Wednesday, June 15, 2011

Letter to Barry O'Farrel,MP, Premier of NSW

I sent this letter to Mr O'Farrel, and to News Limited publications, hoping for a response. I did. It mentioned nothing about the actions of the public servants. Considering O'Farrel's attacks on the bureaucracy, I expected at least a mention. The response means that he never saw it. As I expected.

Mr Barry O’Farrel, MP
27 Redleaf Ave
Wahroonga NSW 2076
2 May 2011



Dear Sir

In her farewell statement after the March election, Kristina Keneally said that the electorate had not deserted Labor, but Labor had deserted the electorate. She meant something else, but she was ironically so true. A few days earlier, a newspaper columnist had said Labor deserved to lose, since the government had spent the past several years partying instead of governing.

The truth was that since 2009, NSW had been controlled by blackmail, conspiracy, intimidation and incompetence by sections of the Public Service. For example, currently, HealthNSW knows how easily it could have reduced deaths in NSW public hospitals (due to hospital-acquired infections) by about 10,000 per year, since at least 2002, through an improvement in hygiene that would cost very little but save several billions per year in treatment costs. But just make one minister avoid mentioning this, and the blackmail begins.

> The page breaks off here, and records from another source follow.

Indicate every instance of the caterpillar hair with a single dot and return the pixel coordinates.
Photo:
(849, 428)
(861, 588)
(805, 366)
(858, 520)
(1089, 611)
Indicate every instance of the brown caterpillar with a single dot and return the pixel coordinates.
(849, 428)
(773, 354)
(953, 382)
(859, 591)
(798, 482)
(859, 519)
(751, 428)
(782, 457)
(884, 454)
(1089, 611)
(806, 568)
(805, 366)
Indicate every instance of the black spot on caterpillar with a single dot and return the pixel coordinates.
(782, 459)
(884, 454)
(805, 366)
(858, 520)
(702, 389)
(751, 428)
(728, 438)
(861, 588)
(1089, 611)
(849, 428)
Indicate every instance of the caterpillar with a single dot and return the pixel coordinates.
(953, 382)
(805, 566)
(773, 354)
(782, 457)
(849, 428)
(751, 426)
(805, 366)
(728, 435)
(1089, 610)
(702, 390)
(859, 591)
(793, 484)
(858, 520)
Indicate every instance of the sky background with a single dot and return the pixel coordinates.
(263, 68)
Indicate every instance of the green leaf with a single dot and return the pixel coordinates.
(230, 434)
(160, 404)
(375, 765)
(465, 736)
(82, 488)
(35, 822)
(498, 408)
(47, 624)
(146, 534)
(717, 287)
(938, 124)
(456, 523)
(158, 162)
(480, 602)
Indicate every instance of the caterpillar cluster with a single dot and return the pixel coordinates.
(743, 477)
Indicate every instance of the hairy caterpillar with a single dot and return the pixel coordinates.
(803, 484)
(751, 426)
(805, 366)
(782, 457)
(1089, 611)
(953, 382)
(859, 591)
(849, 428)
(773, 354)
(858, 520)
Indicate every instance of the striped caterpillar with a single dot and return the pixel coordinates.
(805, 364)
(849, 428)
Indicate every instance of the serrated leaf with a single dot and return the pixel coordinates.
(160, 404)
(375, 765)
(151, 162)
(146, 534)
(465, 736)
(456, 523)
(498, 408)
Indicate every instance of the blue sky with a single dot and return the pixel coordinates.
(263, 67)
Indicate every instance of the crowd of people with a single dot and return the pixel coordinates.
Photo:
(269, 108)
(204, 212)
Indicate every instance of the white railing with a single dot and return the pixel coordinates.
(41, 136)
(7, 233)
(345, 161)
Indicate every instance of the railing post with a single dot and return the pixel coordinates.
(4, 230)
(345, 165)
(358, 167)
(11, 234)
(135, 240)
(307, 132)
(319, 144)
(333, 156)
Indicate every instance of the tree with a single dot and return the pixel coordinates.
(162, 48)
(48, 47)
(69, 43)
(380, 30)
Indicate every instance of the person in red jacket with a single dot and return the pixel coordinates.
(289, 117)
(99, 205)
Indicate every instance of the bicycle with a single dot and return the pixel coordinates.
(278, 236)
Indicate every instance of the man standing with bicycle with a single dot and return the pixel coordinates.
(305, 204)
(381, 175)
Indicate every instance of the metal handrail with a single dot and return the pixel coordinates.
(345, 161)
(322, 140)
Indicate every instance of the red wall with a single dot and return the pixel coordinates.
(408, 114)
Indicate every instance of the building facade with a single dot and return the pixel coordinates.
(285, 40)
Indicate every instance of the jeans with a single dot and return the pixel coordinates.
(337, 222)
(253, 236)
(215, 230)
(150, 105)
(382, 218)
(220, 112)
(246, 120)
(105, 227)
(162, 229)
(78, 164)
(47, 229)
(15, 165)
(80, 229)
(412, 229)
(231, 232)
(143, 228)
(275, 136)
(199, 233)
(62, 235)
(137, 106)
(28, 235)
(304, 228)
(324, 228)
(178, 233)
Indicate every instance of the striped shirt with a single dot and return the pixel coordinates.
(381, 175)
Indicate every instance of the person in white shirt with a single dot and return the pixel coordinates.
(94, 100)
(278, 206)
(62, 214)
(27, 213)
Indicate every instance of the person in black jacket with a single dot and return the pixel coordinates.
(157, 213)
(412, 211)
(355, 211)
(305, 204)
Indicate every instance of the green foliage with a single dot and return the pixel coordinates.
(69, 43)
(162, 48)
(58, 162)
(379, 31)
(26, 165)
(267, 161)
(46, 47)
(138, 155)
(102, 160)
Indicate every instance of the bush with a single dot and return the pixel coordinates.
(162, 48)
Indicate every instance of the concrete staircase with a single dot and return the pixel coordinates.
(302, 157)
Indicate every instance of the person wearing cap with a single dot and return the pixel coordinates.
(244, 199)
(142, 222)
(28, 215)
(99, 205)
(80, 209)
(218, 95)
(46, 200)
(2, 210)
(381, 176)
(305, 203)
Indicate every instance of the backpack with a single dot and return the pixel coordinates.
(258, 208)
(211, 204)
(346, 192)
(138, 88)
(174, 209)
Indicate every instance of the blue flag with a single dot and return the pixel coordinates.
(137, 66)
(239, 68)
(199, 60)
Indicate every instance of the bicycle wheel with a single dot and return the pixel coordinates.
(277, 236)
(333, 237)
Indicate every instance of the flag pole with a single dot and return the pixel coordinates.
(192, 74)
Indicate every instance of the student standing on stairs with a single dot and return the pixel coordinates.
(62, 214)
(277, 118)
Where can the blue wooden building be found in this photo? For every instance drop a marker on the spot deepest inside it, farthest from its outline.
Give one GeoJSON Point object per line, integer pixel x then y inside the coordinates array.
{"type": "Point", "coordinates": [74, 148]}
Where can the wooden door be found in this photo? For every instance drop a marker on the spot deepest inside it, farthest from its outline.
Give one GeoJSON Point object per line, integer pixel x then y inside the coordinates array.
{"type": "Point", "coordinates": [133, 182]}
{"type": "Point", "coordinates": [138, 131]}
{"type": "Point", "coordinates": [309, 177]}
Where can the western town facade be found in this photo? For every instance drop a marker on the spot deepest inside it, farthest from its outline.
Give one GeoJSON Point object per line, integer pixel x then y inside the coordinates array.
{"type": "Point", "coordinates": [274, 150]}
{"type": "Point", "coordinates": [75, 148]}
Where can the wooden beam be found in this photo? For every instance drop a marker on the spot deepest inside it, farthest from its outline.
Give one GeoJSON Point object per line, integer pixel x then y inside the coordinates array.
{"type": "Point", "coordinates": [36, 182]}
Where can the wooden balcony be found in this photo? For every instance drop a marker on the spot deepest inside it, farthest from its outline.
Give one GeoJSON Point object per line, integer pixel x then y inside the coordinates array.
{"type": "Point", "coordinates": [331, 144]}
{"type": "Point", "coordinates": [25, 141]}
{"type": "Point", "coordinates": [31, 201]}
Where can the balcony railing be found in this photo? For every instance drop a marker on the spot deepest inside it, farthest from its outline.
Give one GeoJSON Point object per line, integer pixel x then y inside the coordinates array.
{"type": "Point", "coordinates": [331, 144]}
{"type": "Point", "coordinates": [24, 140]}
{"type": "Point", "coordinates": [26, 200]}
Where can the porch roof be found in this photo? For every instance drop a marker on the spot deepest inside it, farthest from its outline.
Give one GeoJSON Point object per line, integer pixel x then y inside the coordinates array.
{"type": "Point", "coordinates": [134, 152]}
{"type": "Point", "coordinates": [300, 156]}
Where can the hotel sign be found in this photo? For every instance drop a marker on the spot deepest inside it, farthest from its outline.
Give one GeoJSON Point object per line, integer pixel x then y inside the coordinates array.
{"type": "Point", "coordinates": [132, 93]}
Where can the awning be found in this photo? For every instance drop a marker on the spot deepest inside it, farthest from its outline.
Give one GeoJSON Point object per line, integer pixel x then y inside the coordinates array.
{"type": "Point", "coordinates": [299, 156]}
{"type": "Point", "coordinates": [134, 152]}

We saw Della Bosca not prosecuted by the DPP for breaching the Oaths Act over “Iguanagate” in exchange for Rudd not cutting back on the Federal Public Service, then we saw him set up by the Public Service when he announced his 100-day plan to clean up the hospital system. We saw David Campbell set up the day before he planned to reveal which public servants were to blame for the 12-hour F3 fiasco. We saw thousands of dollars of police surveillance thrown away just so Verity Firth’s husband could be caught buying a single ecstasy ill. We have seen a number of politicians hauled before the public servants' own court, the ICAC. We have seen public servants mishandle grossly government projects, such as the BER and building less shoddy public housing in NSW. And we have seen a number of politicians making decisions that would make their post-political lives wealthier.

The US CDC announced a 50% decrease in hospital-acquired infections, for only a 25% increase in handwashing, in a study published in 2001. A few years later, Austin Hospital in Melbourne found that spending $7000 per year on a nurse to oversee hygiene practices saved about $1.2 million annually. Two years ago, HealthNSW did it own study, that showed similar results to the CDC study, but only for non-invasive treatments (and for that reason, decided better hygiene was “too hard” to manage).

In financial terms, by spending less than $10 million hiring retired senior nurses to work part-time to guarantee the following of hygiene protocols and develop new ones for invasive procedures, HealthNSW would have over one billion dollars a year in treatment costs, and require no more hiring of general nurses. As well, enough spare beds would be made so that saved money could slash waiting lists and save 5-10,000 lives annually.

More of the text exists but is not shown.